Saturday, March 28, 2015

32-bit to 64-bit Conversion Woes with strtoul()

Proper error checking when using the strtol() family of functions is notoriously difficult.  See this stackoverflow thread explaining it.

Focusing only on strtoul() here, the correct error checking in most cases is:

 1
 2
 3
 4
 5
 6
 7
 8
 9
10
11
12
13
14
15
16
17
unsigned long
mystrtoul(char *str, bool *success)
{
    unsigned long val = 0;
    char *eptr = NULL;
    errno = 0;

    *success = true;

    val = strtoul(str, &eptr, 0);
    if (eptr == str || *eptr != '\0' ||
        (val == ULONG_MAX && errno == ERANGE) ||
        (val == 0 && errno == EINVAL))
        *success = false;

    return val;
}

That is:
  • IF your end pointer points to the beginning of your string, you've got a problem
  • IF your end pointer doesn't point to the end of your string, you've got a problem
  • IF your output is at the max end of the range (a potentially valid value) AND you get errno, you've got a problem
  • IF your output is 0 (a potentially valid value) AND you get errno, you've got a problem
  • ELSE congratulations, you've converted a string to an integer
Understandably, a lot of people get this error checking wrong when using this function. I've reviewed source code I work on and found mistakes.  But even if you got all of this right, you may still have gotten it wrong.

If you originally wrote this code for a 32-bit system, with the intention of converting and storing a 32-bit number, then what you wrote is correct.  If you then recompile this correct code on a 64-bit system, it becomes incorrect.

That's right with no modifications (and no compiler warnings), your carefully reviewed integer conversion function goes from right to (dangerously) wrong.

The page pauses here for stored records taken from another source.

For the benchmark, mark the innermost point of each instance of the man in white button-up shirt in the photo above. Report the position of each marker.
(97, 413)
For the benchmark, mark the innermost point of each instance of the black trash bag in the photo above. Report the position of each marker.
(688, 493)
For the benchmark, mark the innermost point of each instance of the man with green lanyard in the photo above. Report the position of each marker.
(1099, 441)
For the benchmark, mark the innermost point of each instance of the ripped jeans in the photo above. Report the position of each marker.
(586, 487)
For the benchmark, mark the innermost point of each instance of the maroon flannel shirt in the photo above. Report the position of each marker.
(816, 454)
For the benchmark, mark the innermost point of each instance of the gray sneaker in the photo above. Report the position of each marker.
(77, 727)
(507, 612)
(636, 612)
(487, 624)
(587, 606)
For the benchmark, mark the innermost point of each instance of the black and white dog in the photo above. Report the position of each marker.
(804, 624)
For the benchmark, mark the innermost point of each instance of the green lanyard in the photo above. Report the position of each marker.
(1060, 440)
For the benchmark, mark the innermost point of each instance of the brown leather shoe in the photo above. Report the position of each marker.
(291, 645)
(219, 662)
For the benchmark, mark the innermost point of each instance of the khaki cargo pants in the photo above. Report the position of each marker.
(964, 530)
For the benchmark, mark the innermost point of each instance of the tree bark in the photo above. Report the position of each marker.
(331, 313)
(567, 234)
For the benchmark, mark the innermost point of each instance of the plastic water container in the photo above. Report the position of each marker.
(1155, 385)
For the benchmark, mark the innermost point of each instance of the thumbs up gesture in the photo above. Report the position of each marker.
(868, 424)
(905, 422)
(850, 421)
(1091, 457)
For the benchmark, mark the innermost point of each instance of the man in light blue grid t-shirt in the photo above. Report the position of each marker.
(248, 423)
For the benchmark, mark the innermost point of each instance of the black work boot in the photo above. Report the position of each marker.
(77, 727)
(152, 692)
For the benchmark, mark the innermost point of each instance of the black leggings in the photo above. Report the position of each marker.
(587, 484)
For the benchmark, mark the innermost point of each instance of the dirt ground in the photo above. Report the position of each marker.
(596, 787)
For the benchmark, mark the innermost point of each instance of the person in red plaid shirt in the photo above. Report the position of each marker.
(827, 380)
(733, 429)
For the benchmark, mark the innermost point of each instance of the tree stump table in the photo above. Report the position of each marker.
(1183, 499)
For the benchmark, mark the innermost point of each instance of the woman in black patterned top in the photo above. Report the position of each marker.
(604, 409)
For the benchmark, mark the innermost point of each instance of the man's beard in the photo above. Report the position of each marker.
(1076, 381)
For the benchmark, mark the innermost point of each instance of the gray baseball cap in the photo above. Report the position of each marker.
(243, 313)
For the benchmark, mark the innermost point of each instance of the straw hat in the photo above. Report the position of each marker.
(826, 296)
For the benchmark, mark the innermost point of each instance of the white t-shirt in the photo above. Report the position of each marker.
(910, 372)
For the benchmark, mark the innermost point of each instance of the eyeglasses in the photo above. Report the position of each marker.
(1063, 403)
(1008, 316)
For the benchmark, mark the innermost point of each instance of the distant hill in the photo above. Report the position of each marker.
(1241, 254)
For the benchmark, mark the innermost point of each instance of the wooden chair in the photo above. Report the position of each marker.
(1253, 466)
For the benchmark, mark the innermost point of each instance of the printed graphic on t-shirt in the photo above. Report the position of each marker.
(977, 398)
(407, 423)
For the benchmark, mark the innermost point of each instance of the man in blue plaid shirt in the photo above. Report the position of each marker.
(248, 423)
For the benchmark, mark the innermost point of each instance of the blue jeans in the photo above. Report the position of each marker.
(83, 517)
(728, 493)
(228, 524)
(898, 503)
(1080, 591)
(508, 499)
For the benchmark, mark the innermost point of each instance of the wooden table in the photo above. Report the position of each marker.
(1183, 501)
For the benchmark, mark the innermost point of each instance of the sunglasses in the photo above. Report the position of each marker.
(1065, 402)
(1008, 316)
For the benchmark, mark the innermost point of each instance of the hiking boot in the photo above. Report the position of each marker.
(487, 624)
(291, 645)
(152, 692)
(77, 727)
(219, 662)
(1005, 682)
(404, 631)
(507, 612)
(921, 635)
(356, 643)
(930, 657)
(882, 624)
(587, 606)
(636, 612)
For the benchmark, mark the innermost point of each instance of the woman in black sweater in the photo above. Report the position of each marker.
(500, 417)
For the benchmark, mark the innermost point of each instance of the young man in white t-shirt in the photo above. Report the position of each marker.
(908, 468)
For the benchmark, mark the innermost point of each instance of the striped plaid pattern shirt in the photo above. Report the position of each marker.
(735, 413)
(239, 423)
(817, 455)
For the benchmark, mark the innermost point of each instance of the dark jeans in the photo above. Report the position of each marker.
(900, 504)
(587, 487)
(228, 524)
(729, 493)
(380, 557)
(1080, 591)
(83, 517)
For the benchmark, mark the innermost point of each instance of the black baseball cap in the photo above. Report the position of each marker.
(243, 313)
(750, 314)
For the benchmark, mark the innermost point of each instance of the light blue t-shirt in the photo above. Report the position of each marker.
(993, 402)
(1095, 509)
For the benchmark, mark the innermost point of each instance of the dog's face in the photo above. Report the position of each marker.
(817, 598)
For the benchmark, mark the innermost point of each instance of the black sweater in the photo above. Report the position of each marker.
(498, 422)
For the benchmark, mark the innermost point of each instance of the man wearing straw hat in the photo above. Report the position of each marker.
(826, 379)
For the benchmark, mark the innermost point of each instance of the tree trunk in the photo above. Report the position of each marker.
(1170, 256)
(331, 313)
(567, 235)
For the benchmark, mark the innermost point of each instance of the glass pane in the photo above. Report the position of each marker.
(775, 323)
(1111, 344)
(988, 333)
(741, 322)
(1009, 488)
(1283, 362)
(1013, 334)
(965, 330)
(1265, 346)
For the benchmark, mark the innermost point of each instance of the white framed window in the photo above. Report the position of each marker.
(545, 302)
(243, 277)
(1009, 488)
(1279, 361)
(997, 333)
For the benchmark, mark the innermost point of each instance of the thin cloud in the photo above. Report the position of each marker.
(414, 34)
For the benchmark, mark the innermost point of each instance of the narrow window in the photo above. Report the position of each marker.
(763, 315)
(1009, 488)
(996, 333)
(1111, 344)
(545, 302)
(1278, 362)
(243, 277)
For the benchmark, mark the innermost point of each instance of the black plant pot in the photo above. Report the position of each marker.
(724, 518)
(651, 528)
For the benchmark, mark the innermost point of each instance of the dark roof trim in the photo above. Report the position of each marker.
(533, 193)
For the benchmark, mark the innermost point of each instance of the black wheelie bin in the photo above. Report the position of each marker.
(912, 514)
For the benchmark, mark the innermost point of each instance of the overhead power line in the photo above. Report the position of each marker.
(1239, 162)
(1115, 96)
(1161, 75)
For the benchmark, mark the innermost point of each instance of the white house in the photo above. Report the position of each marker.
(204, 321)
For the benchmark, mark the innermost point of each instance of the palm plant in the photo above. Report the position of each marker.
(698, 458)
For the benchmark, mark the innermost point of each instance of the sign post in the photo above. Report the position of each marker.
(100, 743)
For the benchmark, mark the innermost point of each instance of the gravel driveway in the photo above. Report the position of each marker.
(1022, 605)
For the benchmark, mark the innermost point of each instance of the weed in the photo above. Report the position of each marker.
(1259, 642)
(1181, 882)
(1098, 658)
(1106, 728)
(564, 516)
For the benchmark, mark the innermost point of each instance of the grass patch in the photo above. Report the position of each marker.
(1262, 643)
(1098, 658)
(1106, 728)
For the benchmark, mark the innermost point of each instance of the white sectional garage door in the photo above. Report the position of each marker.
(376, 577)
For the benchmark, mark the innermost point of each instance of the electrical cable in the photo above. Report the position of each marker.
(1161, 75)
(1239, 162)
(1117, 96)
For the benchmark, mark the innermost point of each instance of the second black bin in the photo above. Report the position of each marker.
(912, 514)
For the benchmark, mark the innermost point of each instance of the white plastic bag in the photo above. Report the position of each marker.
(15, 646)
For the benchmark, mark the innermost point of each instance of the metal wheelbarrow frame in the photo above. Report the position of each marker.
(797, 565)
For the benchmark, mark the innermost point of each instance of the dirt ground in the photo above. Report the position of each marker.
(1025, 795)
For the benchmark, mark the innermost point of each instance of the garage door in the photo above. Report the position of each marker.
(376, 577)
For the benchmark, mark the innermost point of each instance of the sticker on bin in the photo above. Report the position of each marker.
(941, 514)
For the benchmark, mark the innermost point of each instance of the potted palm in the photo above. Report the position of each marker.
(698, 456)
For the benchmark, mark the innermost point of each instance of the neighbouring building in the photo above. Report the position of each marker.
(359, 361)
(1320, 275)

For example give as input "4294967296" and assign to an unsigned int:

 1
 2
 3
 4
 5
 6
 7
 8
 9
10
11
int
main(void)
{
    bool success = false; 
    unsigned int val = 0;

    val = mystrtoul("4294967296", &success);
    printf("%s %u\n", success?"success":"failure", val);

    return 0;
}

Result:
  • On 32-bit Linux:  failure 4294967296 (ERANGE)
  • On 64-bit Linux:  success 0
The 32-bit compilation catches the integer overflow and errors out.  The 64-bit version does not and rolls back around to 0.  So your output is wrong and the usual possible errors and security holes with integer overflows apply:
  • malloc(4294967296) allocate 0 bytes and a buffer overflow is created
  • uid_t 4294967296 become 0 and a user is root
And strings passed in to strtoul() are very often user controlled input.  That's why you need to convert them from an on-the-wire, CLI, or on-disk string format to an in-memory integer.

This isn't strictly a strtoul() problem.  This is a LP64 data model problem.  Any assumption about the 32-bit size of a long needs to be checked when converting from 32-bit to 64-bit runtime.  This is just a particularly tricky example of the trade offs made by LP64.